Ya sea en Córdoba, El Paso, Ciudad de México, Barcelona o Berlín, las fiestas permiten rescatar viejos rituales. Y conectar con los recuerdos.

El Paso
La Navidad es un lugar. ELENA CANTÓN

No tengo ningún recuerdo real porque era solo un bebé, pero los registros documentales, las fotos, sí se han quedado grabadas en mi memoria. Tienen ese filtro vintage con un espectro cromático entre rosa y azulado del que se abusa hoy en Instagram. Pero estas fotos realmente fueron tomadas en los años ochenta. Con cámara analógica, sin filtros digitales. A fines de diciembre de 1980. En una imagen en primer plano aparece mi hermana, que tenía seis años recién cumplidos. En la cabeza lleva una corona de margaritas y viste un camisón blanco, como si fuera una túnica. En la otra, con una perspectiva más panorámica, aparece un grupo de niños disfrazados en un pesebre viviente. Representan a los pastores y los reyes que celebraron el nacimiento de Jesús. Entre ellos aparece mi hermana de nuevo. Está en el centro del escenario.

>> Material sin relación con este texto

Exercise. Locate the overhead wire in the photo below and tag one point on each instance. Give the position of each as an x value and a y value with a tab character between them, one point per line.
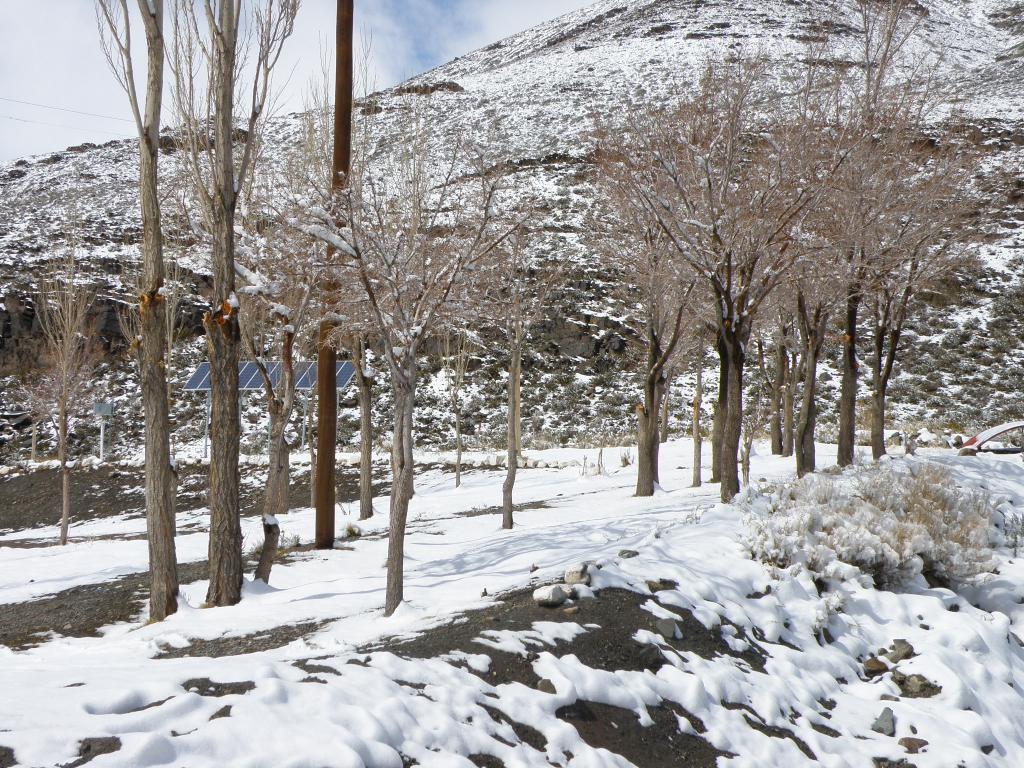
64	109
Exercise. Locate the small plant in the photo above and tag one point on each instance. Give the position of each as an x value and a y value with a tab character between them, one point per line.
893	521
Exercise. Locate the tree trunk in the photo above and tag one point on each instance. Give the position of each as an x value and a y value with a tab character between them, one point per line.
275	499
848	391
458	446
721	409
365	384
808	413
401	483
788	398
223	339
666	409
695	427
778	384
160	485
515	366
812	331
878	423
733	422
647	438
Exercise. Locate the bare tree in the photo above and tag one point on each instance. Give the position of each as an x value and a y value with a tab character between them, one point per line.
888	85
210	68
455	361
517	289
636	247
282	302
919	244
725	178
116	27
407	229
62	309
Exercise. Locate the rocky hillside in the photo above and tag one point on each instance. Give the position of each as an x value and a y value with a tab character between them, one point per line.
541	93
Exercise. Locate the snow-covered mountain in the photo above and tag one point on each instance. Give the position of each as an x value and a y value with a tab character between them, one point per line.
538	95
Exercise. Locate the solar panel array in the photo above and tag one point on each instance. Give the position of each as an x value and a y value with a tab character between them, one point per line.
250	377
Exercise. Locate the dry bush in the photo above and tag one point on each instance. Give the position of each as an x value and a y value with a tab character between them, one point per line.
893	521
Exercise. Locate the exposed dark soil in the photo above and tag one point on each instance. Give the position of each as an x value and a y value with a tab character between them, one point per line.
80	611
33	500
609	646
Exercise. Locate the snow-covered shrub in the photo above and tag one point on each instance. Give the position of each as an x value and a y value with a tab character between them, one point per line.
892	520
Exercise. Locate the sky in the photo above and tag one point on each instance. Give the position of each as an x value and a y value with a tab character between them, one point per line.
50	57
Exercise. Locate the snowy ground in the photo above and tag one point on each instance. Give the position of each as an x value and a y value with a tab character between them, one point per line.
813	684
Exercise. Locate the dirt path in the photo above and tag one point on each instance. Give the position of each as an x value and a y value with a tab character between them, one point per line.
33	500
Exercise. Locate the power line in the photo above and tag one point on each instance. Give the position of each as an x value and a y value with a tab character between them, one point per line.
68	127
65	109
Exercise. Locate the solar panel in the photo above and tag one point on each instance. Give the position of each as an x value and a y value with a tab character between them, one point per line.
250	378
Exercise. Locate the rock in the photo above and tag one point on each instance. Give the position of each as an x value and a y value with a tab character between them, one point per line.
651	657
886	723
915	686
900	651
668	629
875	667
662	584
546	686
912	744
551	596
578	574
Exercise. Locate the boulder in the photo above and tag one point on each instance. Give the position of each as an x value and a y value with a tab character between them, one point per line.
912	744
551	596
875	667
900	650
915	686
578	574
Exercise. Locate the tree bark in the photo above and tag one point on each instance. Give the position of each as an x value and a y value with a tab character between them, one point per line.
365	384
222	342
848	390
401	483
666	409
160	485
65	471
721	410
695	427
223	338
458	446
732	424
812	329
788	399
878	422
515	367
778	384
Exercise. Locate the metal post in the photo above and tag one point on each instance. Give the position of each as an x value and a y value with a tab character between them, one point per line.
327	356
305	418
206	428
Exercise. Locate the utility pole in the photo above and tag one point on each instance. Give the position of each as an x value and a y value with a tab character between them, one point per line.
327	355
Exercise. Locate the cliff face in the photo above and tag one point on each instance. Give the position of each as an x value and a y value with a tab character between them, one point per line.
537	96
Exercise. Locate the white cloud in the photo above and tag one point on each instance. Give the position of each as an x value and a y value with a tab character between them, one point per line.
50	54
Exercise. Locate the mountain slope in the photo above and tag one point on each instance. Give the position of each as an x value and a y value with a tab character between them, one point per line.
537	96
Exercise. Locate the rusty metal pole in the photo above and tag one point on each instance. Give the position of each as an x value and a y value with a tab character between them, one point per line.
327	355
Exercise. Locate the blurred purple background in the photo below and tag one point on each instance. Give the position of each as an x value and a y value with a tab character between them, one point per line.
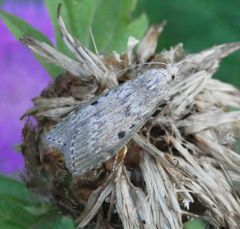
22	78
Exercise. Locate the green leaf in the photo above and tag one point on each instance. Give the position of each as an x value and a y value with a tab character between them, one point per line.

En sus brazos carga a un bebé regordete en pañales cubierto con una manta. Era yo. Había nacido el 14 de septiembre de 1980 y en ese momento tenía poco más de tres meses de edad. Por precaución, mi hermana disfrazada de ángel me cargó en sus brazos y no la otra niña que hacía de la virgen María. Además, mi mamá me contó, décadas después, que aquella tarde húmeda de diciembre no paré de llorar a lo largo de todo el acto escolar, para incomodidad de todo el público asistente.

A pesar de la incipiente actitud iconoclasta de aquel llanto incómodo, las navidades de mi infancia en Córdoba, Argentina, no perduran en mi recuerdo como fotos vintage sino por los ruidos y los olores. El choque de los vasos de cristal siempre a medio llenar de vino tinto, el cloro de las piletas Pelopincho, el chisporroteo de los petardos, el aroma intenso de las costillas crujiendo a las brasas, varios perros ladrando en la lejanía y mi familia conversando a gritos mientras en un equipo de música enorme no paran de girar los cedés, los restos arqueológicos de la transición digital. Desde las míticas rancheras de Vicente Fernández a las óperas de Pavarotti, pasando el country rock de Credence Clearwater Revival y los intensos chamamés (un ritmo folclórico muy pegadizo con base de acordeón que es originario de Chaco y Corrientes, provincias al noroeste de Argentina, de donde proviene mi familia natal). Antes de que se los redujera al prosaico fin de colgar en los umbrales de las ventanas para que los rayos de sol reflejados en su superficie espanten a las palomas, una amplia colección de cedés configuró la ecléctica banda sonora de las navidades de mi infancia.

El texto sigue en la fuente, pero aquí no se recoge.